1. (web)Pages would only be open once a day at most. The crawler wont constantly crawl the same page non-stop while you play. If the dungeon for the page is already generated and haven't expired (24hours without access & not a homepage) it has no reason to reload. Of course, it wont have the most recent version of the last page of a forum topic, but I think we can all live with that.
(And I think I've said this a few times before, why everyone insists on thinking it will be opening & refreshing pages like crazy?)
Reasons: Bandwidth, both for the game and the website. It would be rude to waste more than the minimum necessary bandwidth from a site just to procedurally generate a dungeon for a game. Plus there's no real need for it.
2. It will crawl pages with an unique user-agent header. So if any web admin gets pissed off at some game crawling their webpage, they can simply add the agent to the block list.
Reasons: We're trying to be nice here.
3. It's not an aggressive robot. It will not attack link after link several times a day. It should be somewhat safe to ignore robots.txt but we probably shouldn't anyway.
Reasons: Respect and most blocked pages seem pointless to crawl for the game anyway.
4. If we're using a MOO, SVN will not work. You cannot feasibly program a MOO database offline. It must be programmed in the game while it's running. SVN can be used for database dumps, however.
Reason: Well, that's how MOOs work. It compiles object verbs (Also called methods in other languages) to machine code on the fly. The language is not a script language, it's compiled. It dumps it in to text form when saving the database and recompiles it when starting the game again. The reason is so you can have offline database maintenance if needed and if you switch from one MOO version to the other, the code wont horribly break everything since it will try to re-compile and will show any errors that popup instead of running machine code right away and crashing things.
5. My internet link is being a horrible bitch right now. ISP called earlier when I wasn't here, said they would call again later today, but they're incompetent bastards, so I doubt it. I've been having >35% packet loss & 600-3000ms ping to their own root server (10.10.0.1 (That's an internal ip range, btw)) for 2 weeks now. They've sent 2 crews over that noticed that I was right when I said the problem wasn't on my end and still haven't done a thing to fix it. So, don't expect this done any time soon, but I have to ready a minimal database for people to be able to log in and poke around. If it's not me doing it, then I'm sure you guys can find someone else or start this somehow. At this moment I'm too pissed with this issue to put any honest work into this.
Reasons: Stupid ISP. >.<
Addendum since people are still at it:
6. Even if it's not me doing this or someone else picks it up, please keep this idea for when the game should crawl a web page. It crawls on the fly and generates a dungeon on the fly when a player tries to enter a link. It will only do an external connection to that link if the page is either not already generated or expired. In fact, if a page expires, it will be deleted from the database, so it will always fall in the case of it not already generated as to when the game will crawl said page.
Things it will not do:
-Will not follow links automatically (It will only load links when a player tries to enter one)
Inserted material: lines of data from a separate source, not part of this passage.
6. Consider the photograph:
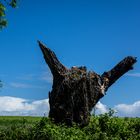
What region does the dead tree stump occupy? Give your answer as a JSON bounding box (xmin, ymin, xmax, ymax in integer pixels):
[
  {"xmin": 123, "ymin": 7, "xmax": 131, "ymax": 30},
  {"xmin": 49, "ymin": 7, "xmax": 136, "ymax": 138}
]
[{"xmin": 39, "ymin": 42, "xmax": 136, "ymax": 126}]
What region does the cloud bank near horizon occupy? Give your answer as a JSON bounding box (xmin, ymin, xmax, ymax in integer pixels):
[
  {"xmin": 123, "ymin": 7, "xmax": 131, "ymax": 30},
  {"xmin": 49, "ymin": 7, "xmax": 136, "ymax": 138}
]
[{"xmin": 0, "ymin": 96, "xmax": 140, "ymax": 117}]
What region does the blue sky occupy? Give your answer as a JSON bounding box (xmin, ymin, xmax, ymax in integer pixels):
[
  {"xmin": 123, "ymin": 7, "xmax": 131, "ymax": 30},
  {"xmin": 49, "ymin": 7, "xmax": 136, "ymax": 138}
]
[{"xmin": 0, "ymin": 0, "xmax": 140, "ymax": 116}]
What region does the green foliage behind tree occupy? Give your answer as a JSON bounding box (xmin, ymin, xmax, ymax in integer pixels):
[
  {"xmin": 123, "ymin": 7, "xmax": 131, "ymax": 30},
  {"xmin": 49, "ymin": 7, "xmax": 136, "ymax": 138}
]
[
  {"xmin": 0, "ymin": 111, "xmax": 140, "ymax": 140},
  {"xmin": 0, "ymin": 0, "xmax": 17, "ymax": 29}
]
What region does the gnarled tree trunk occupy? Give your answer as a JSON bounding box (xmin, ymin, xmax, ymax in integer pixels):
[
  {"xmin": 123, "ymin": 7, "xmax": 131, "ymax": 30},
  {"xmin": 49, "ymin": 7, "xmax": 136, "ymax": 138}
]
[{"xmin": 39, "ymin": 42, "xmax": 136, "ymax": 126}]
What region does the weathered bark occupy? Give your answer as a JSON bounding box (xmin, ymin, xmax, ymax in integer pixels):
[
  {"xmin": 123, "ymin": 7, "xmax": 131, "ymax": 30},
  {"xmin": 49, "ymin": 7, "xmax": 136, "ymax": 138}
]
[{"xmin": 39, "ymin": 42, "xmax": 136, "ymax": 126}]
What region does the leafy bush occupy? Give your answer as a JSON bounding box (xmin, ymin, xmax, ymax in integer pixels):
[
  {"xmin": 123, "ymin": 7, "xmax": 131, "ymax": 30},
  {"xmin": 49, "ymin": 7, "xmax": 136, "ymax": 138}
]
[{"xmin": 0, "ymin": 110, "xmax": 140, "ymax": 140}]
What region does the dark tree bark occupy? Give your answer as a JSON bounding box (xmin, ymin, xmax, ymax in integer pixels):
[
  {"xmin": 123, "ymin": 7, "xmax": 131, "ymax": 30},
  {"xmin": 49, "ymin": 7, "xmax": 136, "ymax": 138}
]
[{"xmin": 39, "ymin": 42, "xmax": 136, "ymax": 126}]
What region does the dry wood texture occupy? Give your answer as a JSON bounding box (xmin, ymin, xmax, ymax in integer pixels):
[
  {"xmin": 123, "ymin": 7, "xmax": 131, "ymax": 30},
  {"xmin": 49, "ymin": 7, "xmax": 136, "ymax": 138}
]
[{"xmin": 39, "ymin": 42, "xmax": 136, "ymax": 126}]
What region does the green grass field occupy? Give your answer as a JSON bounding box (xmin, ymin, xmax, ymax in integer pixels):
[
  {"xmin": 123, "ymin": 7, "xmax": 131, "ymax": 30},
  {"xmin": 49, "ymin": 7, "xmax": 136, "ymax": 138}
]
[{"xmin": 0, "ymin": 113, "xmax": 140, "ymax": 140}]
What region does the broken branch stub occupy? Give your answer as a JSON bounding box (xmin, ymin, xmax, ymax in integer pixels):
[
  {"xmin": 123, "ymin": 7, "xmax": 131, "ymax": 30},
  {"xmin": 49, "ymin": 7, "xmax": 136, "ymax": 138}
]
[{"xmin": 39, "ymin": 42, "xmax": 136, "ymax": 126}]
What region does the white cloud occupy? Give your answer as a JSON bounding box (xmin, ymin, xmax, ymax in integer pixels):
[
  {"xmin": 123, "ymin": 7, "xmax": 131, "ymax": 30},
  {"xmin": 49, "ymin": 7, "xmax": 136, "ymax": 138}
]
[
  {"xmin": 0, "ymin": 96, "xmax": 49, "ymax": 116},
  {"xmin": 126, "ymin": 73, "xmax": 140, "ymax": 77},
  {"xmin": 10, "ymin": 82, "xmax": 46, "ymax": 89},
  {"xmin": 114, "ymin": 101, "xmax": 140, "ymax": 117}
]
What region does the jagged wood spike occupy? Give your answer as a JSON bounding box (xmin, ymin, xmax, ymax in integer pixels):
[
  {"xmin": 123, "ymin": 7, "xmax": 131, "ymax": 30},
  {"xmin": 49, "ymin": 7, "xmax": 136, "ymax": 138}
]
[
  {"xmin": 38, "ymin": 41, "xmax": 67, "ymax": 77},
  {"xmin": 101, "ymin": 56, "xmax": 137, "ymax": 91},
  {"xmin": 39, "ymin": 42, "xmax": 136, "ymax": 126}
]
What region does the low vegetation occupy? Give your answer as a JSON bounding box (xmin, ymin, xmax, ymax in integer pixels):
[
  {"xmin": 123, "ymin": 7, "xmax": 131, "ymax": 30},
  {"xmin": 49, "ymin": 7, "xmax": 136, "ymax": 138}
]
[{"xmin": 0, "ymin": 111, "xmax": 140, "ymax": 140}]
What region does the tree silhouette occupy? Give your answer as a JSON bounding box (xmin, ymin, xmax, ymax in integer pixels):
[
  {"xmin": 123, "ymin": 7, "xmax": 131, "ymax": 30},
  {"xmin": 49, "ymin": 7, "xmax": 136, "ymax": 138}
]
[{"xmin": 39, "ymin": 42, "xmax": 136, "ymax": 126}]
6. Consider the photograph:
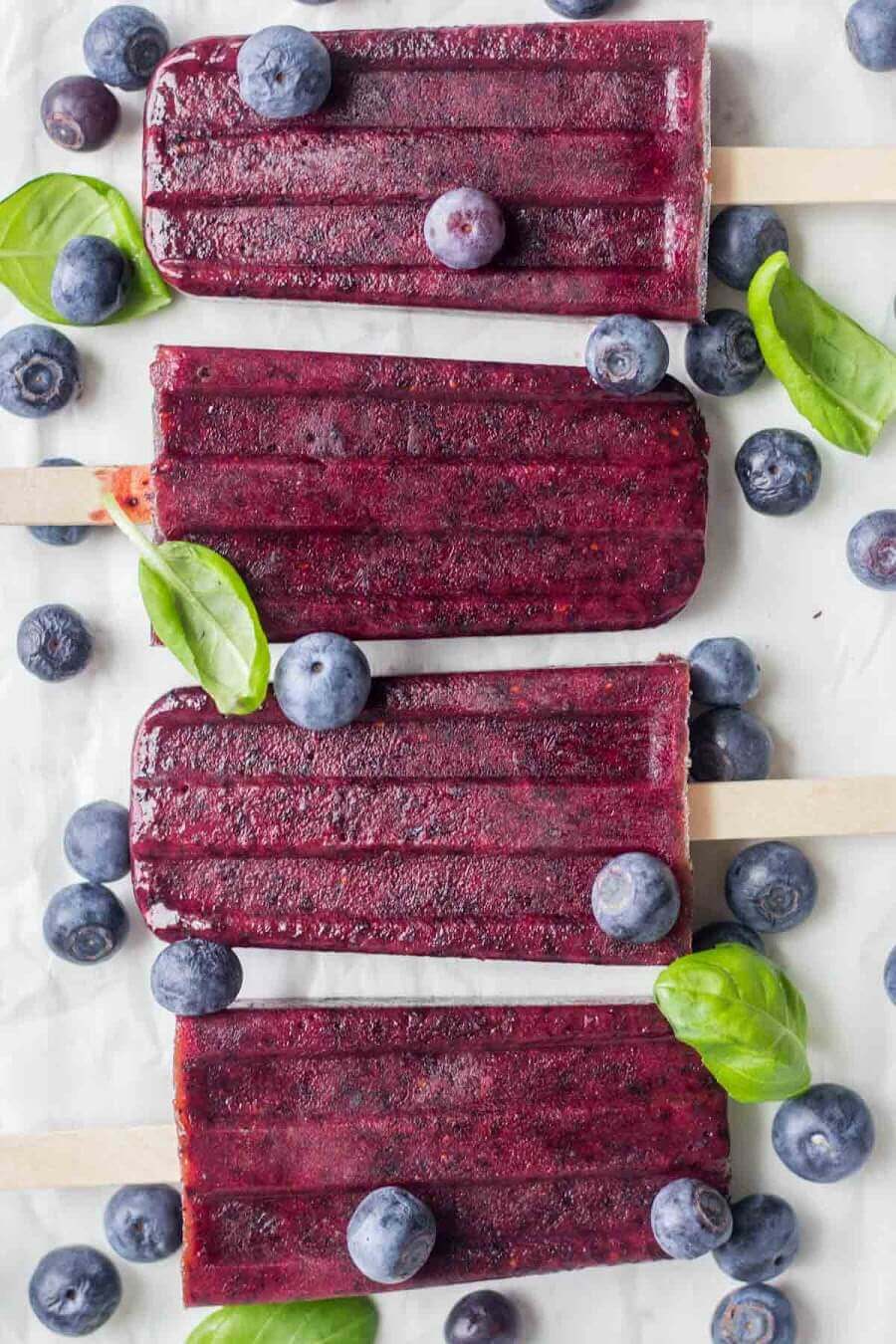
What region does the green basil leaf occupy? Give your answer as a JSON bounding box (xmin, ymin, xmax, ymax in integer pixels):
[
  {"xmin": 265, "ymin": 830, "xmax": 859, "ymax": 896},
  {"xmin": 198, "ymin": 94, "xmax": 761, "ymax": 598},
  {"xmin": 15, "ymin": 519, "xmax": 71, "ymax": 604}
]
[
  {"xmin": 187, "ymin": 1297, "xmax": 377, "ymax": 1344},
  {"xmin": 747, "ymin": 253, "xmax": 896, "ymax": 457},
  {"xmin": 654, "ymin": 944, "xmax": 811, "ymax": 1102},
  {"xmin": 0, "ymin": 172, "xmax": 170, "ymax": 326},
  {"xmin": 104, "ymin": 495, "xmax": 270, "ymax": 714}
]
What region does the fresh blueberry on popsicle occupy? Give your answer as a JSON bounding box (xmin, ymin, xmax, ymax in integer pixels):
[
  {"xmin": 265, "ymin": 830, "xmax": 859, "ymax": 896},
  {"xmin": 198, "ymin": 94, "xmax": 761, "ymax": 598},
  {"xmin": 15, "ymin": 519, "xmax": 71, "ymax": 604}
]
[
  {"xmin": 103, "ymin": 1186, "xmax": 184, "ymax": 1264},
  {"xmin": 236, "ymin": 24, "xmax": 334, "ymax": 119},
  {"xmin": 346, "ymin": 1186, "xmax": 435, "ymax": 1283},
  {"xmin": 884, "ymin": 948, "xmax": 896, "ymax": 1004},
  {"xmin": 846, "ymin": 508, "xmax": 896, "ymax": 592},
  {"xmin": 772, "ymin": 1083, "xmax": 874, "ymax": 1186},
  {"xmin": 84, "ymin": 4, "xmax": 168, "ymax": 90},
  {"xmin": 709, "ymin": 206, "xmax": 789, "ymax": 291},
  {"xmin": 43, "ymin": 882, "xmax": 127, "ymax": 967},
  {"xmin": 445, "ymin": 1289, "xmax": 520, "ymax": 1344},
  {"xmin": 726, "ymin": 840, "xmax": 818, "ymax": 933},
  {"xmin": 735, "ymin": 429, "xmax": 820, "ymax": 518},
  {"xmin": 423, "ymin": 187, "xmax": 507, "ymax": 270},
  {"xmin": 0, "ymin": 323, "xmax": 82, "ymax": 419},
  {"xmin": 693, "ymin": 919, "xmax": 766, "ymax": 956},
  {"xmin": 547, "ymin": 0, "xmax": 616, "ymax": 19},
  {"xmin": 685, "ymin": 308, "xmax": 766, "ymax": 396},
  {"xmin": 584, "ymin": 314, "xmax": 669, "ymax": 396},
  {"xmin": 16, "ymin": 602, "xmax": 93, "ymax": 681},
  {"xmin": 50, "ymin": 234, "xmax": 133, "ymax": 327},
  {"xmin": 712, "ymin": 1283, "xmax": 796, "ymax": 1344},
  {"xmin": 713, "ymin": 1195, "xmax": 799, "ymax": 1283},
  {"xmin": 688, "ymin": 636, "xmax": 762, "ymax": 706},
  {"xmin": 149, "ymin": 938, "xmax": 243, "ymax": 1017},
  {"xmin": 274, "ymin": 632, "xmax": 370, "ymax": 733},
  {"xmin": 691, "ymin": 707, "xmax": 773, "ymax": 784},
  {"xmin": 28, "ymin": 457, "xmax": 90, "ymax": 546},
  {"xmin": 40, "ymin": 76, "xmax": 120, "ymax": 153},
  {"xmin": 846, "ymin": 0, "xmax": 896, "ymax": 70},
  {"xmin": 28, "ymin": 1245, "xmax": 120, "ymax": 1337},
  {"xmin": 650, "ymin": 1176, "xmax": 731, "ymax": 1259},
  {"xmin": 591, "ymin": 852, "xmax": 681, "ymax": 944},
  {"xmin": 63, "ymin": 798, "xmax": 130, "ymax": 882}
]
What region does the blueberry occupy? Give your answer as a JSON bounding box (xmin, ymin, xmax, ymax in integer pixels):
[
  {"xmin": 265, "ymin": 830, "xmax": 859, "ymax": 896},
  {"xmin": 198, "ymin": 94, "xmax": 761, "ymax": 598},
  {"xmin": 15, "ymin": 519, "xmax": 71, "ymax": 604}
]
[
  {"xmin": 712, "ymin": 1283, "xmax": 796, "ymax": 1344},
  {"xmin": 591, "ymin": 852, "xmax": 681, "ymax": 942},
  {"xmin": 423, "ymin": 187, "xmax": 507, "ymax": 270},
  {"xmin": 445, "ymin": 1289, "xmax": 520, "ymax": 1344},
  {"xmin": 846, "ymin": 508, "xmax": 896, "ymax": 592},
  {"xmin": 884, "ymin": 948, "xmax": 896, "ymax": 1004},
  {"xmin": 772, "ymin": 1083, "xmax": 874, "ymax": 1186},
  {"xmin": 236, "ymin": 24, "xmax": 334, "ymax": 119},
  {"xmin": 28, "ymin": 1245, "xmax": 120, "ymax": 1336},
  {"xmin": 547, "ymin": 0, "xmax": 616, "ymax": 19},
  {"xmin": 713, "ymin": 1195, "xmax": 799, "ymax": 1283},
  {"xmin": 693, "ymin": 919, "xmax": 766, "ymax": 956},
  {"xmin": 691, "ymin": 707, "xmax": 773, "ymax": 784},
  {"xmin": 40, "ymin": 76, "xmax": 120, "ymax": 153},
  {"xmin": 735, "ymin": 429, "xmax": 820, "ymax": 518},
  {"xmin": 685, "ymin": 308, "xmax": 766, "ymax": 396},
  {"xmin": 63, "ymin": 798, "xmax": 130, "ymax": 882},
  {"xmin": 650, "ymin": 1176, "xmax": 731, "ymax": 1259},
  {"xmin": 0, "ymin": 323, "xmax": 82, "ymax": 419},
  {"xmin": 50, "ymin": 234, "xmax": 133, "ymax": 327},
  {"xmin": 726, "ymin": 840, "xmax": 818, "ymax": 933},
  {"xmin": 103, "ymin": 1186, "xmax": 184, "ymax": 1264},
  {"xmin": 149, "ymin": 938, "xmax": 243, "ymax": 1017},
  {"xmin": 688, "ymin": 636, "xmax": 762, "ymax": 706},
  {"xmin": 28, "ymin": 457, "xmax": 89, "ymax": 546},
  {"xmin": 846, "ymin": 0, "xmax": 896, "ymax": 70},
  {"xmin": 709, "ymin": 206, "xmax": 789, "ymax": 291},
  {"xmin": 584, "ymin": 314, "xmax": 669, "ymax": 396},
  {"xmin": 346, "ymin": 1186, "xmax": 435, "ymax": 1283},
  {"xmin": 43, "ymin": 882, "xmax": 127, "ymax": 967},
  {"xmin": 274, "ymin": 633, "xmax": 370, "ymax": 733},
  {"xmin": 85, "ymin": 4, "xmax": 168, "ymax": 92},
  {"xmin": 16, "ymin": 602, "xmax": 93, "ymax": 681}
]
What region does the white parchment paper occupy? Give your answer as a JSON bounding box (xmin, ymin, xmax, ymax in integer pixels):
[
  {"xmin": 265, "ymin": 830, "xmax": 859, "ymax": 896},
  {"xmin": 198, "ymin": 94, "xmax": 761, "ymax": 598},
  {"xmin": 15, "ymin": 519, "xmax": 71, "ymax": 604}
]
[{"xmin": 0, "ymin": 0, "xmax": 896, "ymax": 1344}]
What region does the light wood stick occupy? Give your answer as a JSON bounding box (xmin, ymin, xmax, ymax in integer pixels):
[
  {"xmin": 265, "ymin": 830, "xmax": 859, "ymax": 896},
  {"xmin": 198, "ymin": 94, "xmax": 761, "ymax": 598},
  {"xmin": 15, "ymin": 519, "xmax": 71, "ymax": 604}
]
[
  {"xmin": 0, "ymin": 1125, "xmax": 180, "ymax": 1190},
  {"xmin": 688, "ymin": 776, "xmax": 896, "ymax": 840},
  {"xmin": 0, "ymin": 466, "xmax": 151, "ymax": 526},
  {"xmin": 712, "ymin": 146, "xmax": 896, "ymax": 206}
]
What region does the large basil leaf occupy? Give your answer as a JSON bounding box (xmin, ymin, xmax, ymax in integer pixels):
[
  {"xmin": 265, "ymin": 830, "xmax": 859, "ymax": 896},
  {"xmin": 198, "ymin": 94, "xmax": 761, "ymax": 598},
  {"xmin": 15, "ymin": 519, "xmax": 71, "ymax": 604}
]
[
  {"xmin": 654, "ymin": 944, "xmax": 811, "ymax": 1102},
  {"xmin": 104, "ymin": 495, "xmax": 270, "ymax": 714},
  {"xmin": 187, "ymin": 1297, "xmax": 377, "ymax": 1344},
  {"xmin": 0, "ymin": 172, "xmax": 170, "ymax": 326},
  {"xmin": 749, "ymin": 253, "xmax": 896, "ymax": 457}
]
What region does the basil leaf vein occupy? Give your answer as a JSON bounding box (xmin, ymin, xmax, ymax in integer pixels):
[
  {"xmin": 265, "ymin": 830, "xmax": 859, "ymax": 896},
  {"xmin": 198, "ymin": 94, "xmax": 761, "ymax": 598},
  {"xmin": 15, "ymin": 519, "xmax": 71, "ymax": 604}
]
[
  {"xmin": 104, "ymin": 495, "xmax": 270, "ymax": 714},
  {"xmin": 0, "ymin": 172, "xmax": 170, "ymax": 326}
]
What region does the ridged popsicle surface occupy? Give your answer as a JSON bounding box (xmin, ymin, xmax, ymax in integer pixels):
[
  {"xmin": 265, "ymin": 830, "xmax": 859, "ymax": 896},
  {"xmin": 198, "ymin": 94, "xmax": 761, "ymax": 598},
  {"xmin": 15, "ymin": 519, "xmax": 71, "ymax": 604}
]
[
  {"xmin": 151, "ymin": 346, "xmax": 709, "ymax": 641},
  {"xmin": 143, "ymin": 22, "xmax": 709, "ymax": 320},
  {"xmin": 130, "ymin": 660, "xmax": 692, "ymax": 965},
  {"xmin": 174, "ymin": 1004, "xmax": 730, "ymax": 1305}
]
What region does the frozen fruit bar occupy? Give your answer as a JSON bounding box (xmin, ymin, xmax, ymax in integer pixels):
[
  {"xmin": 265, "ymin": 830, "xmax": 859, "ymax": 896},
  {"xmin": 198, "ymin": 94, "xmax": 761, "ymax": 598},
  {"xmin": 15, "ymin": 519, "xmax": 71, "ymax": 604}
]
[
  {"xmin": 176, "ymin": 1004, "xmax": 728, "ymax": 1305},
  {"xmin": 151, "ymin": 346, "xmax": 708, "ymax": 641},
  {"xmin": 143, "ymin": 23, "xmax": 708, "ymax": 322},
  {"xmin": 131, "ymin": 660, "xmax": 691, "ymax": 965}
]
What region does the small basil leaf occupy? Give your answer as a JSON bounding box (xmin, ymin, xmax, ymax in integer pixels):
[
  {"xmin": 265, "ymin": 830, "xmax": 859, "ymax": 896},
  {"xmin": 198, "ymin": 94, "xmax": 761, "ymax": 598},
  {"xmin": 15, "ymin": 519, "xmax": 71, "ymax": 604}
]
[
  {"xmin": 749, "ymin": 253, "xmax": 896, "ymax": 457},
  {"xmin": 0, "ymin": 172, "xmax": 170, "ymax": 326},
  {"xmin": 104, "ymin": 495, "xmax": 270, "ymax": 714},
  {"xmin": 187, "ymin": 1297, "xmax": 377, "ymax": 1344},
  {"xmin": 654, "ymin": 944, "xmax": 811, "ymax": 1102}
]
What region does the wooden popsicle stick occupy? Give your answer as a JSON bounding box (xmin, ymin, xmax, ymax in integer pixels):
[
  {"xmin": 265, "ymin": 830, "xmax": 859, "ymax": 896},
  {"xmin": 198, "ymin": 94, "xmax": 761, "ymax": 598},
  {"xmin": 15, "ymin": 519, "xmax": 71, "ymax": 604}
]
[
  {"xmin": 711, "ymin": 145, "xmax": 896, "ymax": 206},
  {"xmin": 0, "ymin": 466, "xmax": 151, "ymax": 526},
  {"xmin": 688, "ymin": 776, "xmax": 896, "ymax": 840},
  {"xmin": 0, "ymin": 1125, "xmax": 180, "ymax": 1190}
]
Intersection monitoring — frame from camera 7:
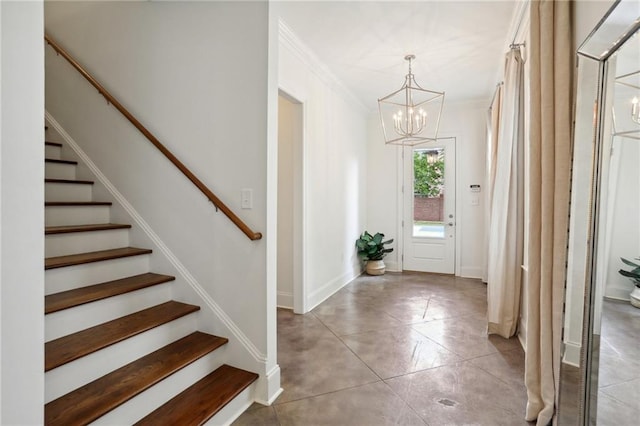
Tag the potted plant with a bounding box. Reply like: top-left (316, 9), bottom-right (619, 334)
top-left (618, 258), bottom-right (640, 308)
top-left (356, 231), bottom-right (393, 275)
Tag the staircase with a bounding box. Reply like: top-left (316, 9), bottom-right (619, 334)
top-left (44, 136), bottom-right (258, 426)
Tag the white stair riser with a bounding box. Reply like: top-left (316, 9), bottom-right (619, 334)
top-left (204, 382), bottom-right (256, 426)
top-left (44, 228), bottom-right (129, 257)
top-left (44, 145), bottom-right (62, 160)
top-left (44, 206), bottom-right (110, 226)
top-left (44, 162), bottom-right (76, 179)
top-left (44, 255), bottom-right (149, 295)
top-left (44, 182), bottom-right (93, 201)
top-left (91, 348), bottom-right (224, 425)
top-left (44, 314), bottom-right (197, 404)
top-left (44, 282), bottom-right (171, 342)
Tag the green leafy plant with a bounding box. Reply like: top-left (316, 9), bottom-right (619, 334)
top-left (356, 231), bottom-right (393, 260)
top-left (618, 257), bottom-right (640, 288)
top-left (413, 151), bottom-right (444, 197)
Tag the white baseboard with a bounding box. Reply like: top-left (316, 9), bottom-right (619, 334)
top-left (460, 266), bottom-right (483, 279)
top-left (277, 291), bottom-right (293, 309)
top-left (255, 364), bottom-right (284, 405)
top-left (562, 342), bottom-right (582, 367)
top-left (306, 270), bottom-right (362, 312)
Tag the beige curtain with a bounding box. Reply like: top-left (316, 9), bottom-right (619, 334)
top-left (487, 47), bottom-right (524, 339)
top-left (525, 0), bottom-right (573, 426)
top-left (482, 83), bottom-right (502, 283)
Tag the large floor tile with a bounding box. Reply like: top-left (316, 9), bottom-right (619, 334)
top-left (275, 382), bottom-right (425, 426)
top-left (413, 315), bottom-right (520, 359)
top-left (600, 379), bottom-right (640, 411)
top-left (276, 314), bottom-right (379, 404)
top-left (232, 404), bottom-right (280, 426)
top-left (313, 305), bottom-right (403, 336)
top-left (596, 392), bottom-right (640, 426)
top-left (386, 362), bottom-right (528, 426)
top-left (469, 348), bottom-right (524, 388)
top-left (342, 326), bottom-right (461, 378)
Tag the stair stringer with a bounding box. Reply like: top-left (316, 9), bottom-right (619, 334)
top-left (45, 111), bottom-right (282, 412)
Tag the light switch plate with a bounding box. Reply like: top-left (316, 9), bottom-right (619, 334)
top-left (240, 188), bottom-right (253, 209)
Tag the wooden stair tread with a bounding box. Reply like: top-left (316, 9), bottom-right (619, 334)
top-left (44, 201), bottom-right (113, 207)
top-left (136, 365), bottom-right (258, 426)
top-left (44, 223), bottom-right (131, 235)
top-left (44, 272), bottom-right (175, 314)
top-left (45, 332), bottom-right (227, 425)
top-left (44, 301), bottom-right (200, 371)
top-left (44, 247), bottom-right (151, 269)
top-left (44, 178), bottom-right (94, 185)
top-left (44, 158), bottom-right (78, 166)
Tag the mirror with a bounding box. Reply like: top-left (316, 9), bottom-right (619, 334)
top-left (558, 1), bottom-right (640, 425)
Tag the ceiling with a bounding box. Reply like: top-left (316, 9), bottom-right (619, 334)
top-left (278, 0), bottom-right (520, 109)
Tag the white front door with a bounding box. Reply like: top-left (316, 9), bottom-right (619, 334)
top-left (402, 138), bottom-right (456, 274)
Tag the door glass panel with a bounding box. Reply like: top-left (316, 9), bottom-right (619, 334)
top-left (413, 148), bottom-right (445, 238)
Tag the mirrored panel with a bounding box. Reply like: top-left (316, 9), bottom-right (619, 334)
top-left (558, 1), bottom-right (640, 425)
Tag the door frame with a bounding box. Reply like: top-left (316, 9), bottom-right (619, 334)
top-left (396, 134), bottom-right (462, 277)
top-left (276, 85), bottom-right (308, 314)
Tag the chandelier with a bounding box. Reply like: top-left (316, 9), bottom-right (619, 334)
top-left (378, 55), bottom-right (444, 146)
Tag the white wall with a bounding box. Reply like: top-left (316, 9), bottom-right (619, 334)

-Will not download images (If we use MXP tags, the client can download images itself)
-Will not download anything other than the page itself (No reason to)
-Will not load a single webpage more than once every 24hours
Things it will do:
-Whenever a new word is found, it will look up on around 2 dictionaries for definition, synonyms, etc only -once- per word ever. This does not expire unless an admin decides to delete a word from the database for some reason. This could be queued and done once every 30 seconds to avoid wasting bandwidth. Preferably the common words should be in the database before the game is in a working state.